Earl Thomas may be in jeopardy of losing his job.
According to sources on the ground, Earl Thomas allegedly threw a punch at Chuck Clark during yesterday’s practice. Fights are, of course, a commonality at training camp, but this one was a little different. The coaching staff sent Earl Thomas home after the incident. That is not normal. Training camp skirmishes are rarely ended by sending a player home. This is not Earl Thomas’ first incident with a teammate either. Last year he got into a heated exchange with Brandon Williams after the week 4 loss to the Cleveland Browns. Thomas has also been involved with the police recently. In May, reports surfaced that Thomas was held at gunpoint by his wife after he was caught cheating on her. All this has led to speculation that the Ravens might be ready to part ways with the All-Pro safety.
For the record, the Ravens should not cut Earl Thomas. Not yet anyway.
Character concerns are always one of the biggest red flags in football. In a team sport, relationships between teammates are critical. It often determines whether or not the team has the ability to be great. Thomas is obviously creating some discord, but releasing him is not the best option at this point. He’s causing trouble and disappointed Ravens fans last year by not playing to the same standards he set in Seattle, but Baltimore is in no position to move on.
Cutting Earl Thomas would dump $25,000,000 dead cap money, according to Spotrac.com (yikes). His current cap hit is only $15 million, so releasing Thomas would cost the Ravens $10 million they don’t have (bigger yikes). At this point, it would be more financially prudent to keep Earl Thomas as a benchwarmer all year long than it would be to release him.
But keeping Thomas on the team isn’t just a matter of dollars and cents. It’s also about strategic reality. Thomas performed well last year by average NFL standards, but he can be better, much better. If Thomas reaches the heights he did in Seattle, the Ravens will have the best safety in the league. It is simply not worth it to cut Thomas after this scuffle, the move would be premature. If Thomas continues to lash out at his teammates throughout training camp, or into the season, it may then be time to reevaluate his status on the roster. It’s worth remembering, however, that Harbaugh once managed insubordinate players like Bernard Pollard and Ed Reed, who challenged his authority in what can only be described as a mutiny. The Ravens won Super Bowl XLVII later that season, so I think it’s safe to say that wasn’t a long-term problem.
If Harbaugh can handle rebellion in 2012, he can handle Earl Thomas acting like a fool in 2020.

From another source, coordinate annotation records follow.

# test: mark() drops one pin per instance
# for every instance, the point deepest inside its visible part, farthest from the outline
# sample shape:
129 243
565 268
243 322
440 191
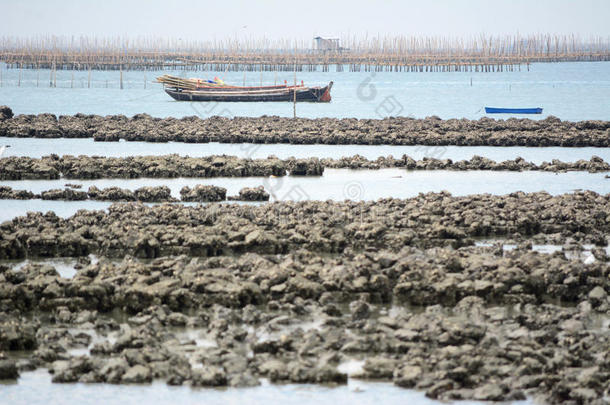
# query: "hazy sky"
206 20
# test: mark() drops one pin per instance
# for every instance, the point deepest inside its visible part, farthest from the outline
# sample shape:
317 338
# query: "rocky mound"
391 131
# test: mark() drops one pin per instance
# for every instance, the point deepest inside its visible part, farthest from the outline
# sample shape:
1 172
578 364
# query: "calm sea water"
335 184
35 388
570 91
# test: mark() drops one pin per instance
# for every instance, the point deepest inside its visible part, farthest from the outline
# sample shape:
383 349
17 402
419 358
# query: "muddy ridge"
199 193
172 166
390 131
471 323
433 219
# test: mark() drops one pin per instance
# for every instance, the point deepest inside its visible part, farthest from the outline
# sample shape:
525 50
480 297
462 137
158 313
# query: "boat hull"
311 94
493 110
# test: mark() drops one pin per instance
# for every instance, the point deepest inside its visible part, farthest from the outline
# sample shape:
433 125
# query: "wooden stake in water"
294 91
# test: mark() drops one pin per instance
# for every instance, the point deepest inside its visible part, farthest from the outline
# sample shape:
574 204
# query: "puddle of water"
35 388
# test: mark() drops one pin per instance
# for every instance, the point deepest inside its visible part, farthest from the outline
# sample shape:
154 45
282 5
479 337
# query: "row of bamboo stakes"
410 54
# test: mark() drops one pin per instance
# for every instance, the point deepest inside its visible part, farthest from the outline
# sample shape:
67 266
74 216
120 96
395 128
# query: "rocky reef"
390 131
172 166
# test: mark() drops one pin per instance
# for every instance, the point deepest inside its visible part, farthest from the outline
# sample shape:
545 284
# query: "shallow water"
335 184
35 388
36 148
571 91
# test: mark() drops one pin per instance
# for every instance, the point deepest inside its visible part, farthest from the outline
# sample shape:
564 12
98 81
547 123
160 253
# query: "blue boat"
493 110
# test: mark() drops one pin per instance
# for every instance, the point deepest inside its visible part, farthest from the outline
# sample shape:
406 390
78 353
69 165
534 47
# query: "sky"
276 19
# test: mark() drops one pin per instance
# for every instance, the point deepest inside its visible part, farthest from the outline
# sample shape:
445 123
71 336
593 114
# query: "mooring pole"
294 89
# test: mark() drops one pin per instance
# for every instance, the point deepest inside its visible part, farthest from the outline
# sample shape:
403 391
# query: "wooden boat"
261 93
183 89
493 110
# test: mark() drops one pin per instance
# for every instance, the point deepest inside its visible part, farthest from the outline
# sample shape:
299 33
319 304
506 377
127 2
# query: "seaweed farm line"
553 86
402 54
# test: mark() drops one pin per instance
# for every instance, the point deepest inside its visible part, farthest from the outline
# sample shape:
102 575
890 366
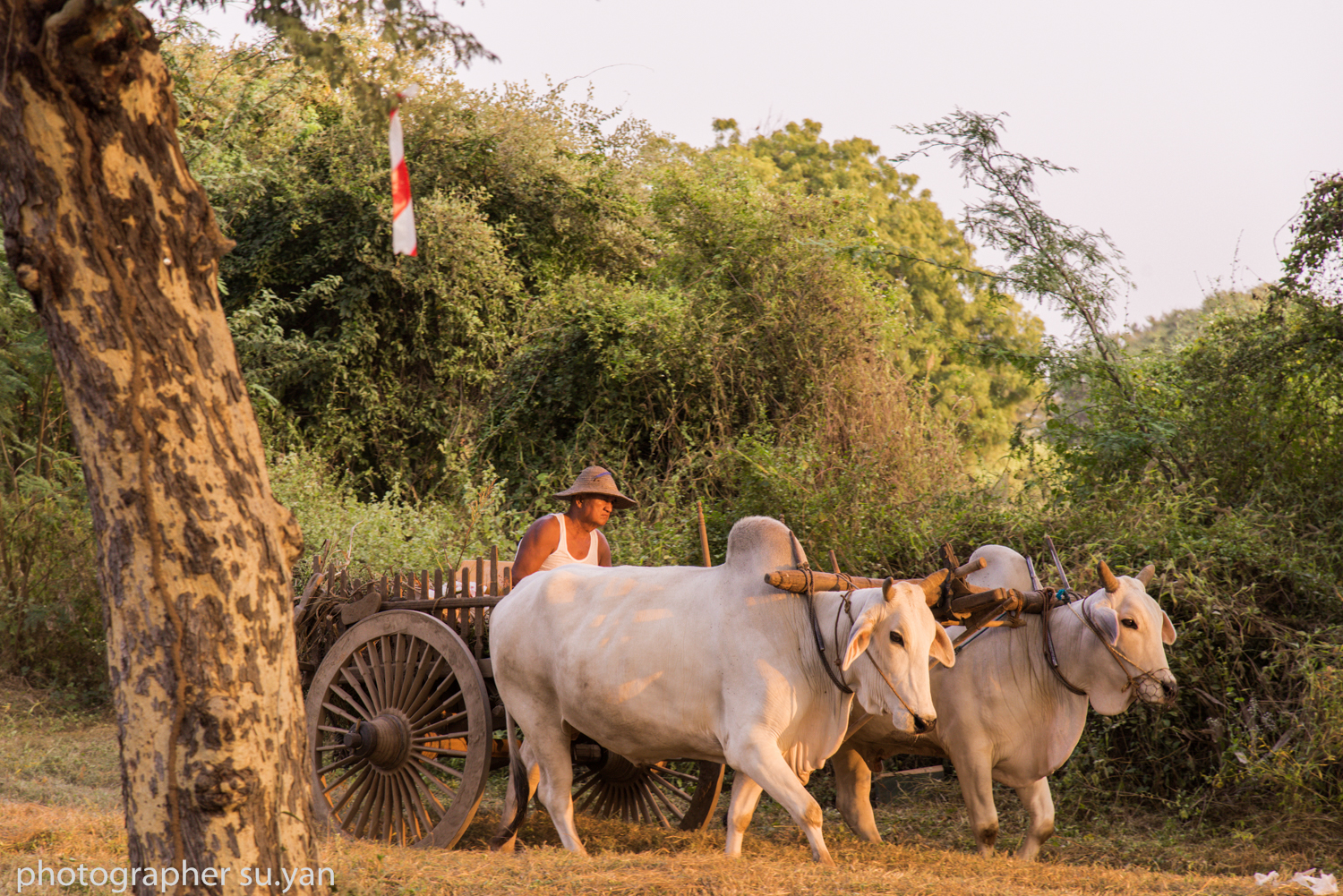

A trade isn’t out of the question, but the Ravens would need to receive serious compensation, a proposition I find hard to believe is realistic at this time. Most teams are comfortable with their rosters and are not likely not trade away a superstar caliber player, or first-round picks in next year’s draft that the Ravens would demand. The most likely trade would involve the Jaguars and Yannick Ngakoue, but we’ve been speculating all year about him, so I’m not going to cry wolf on him.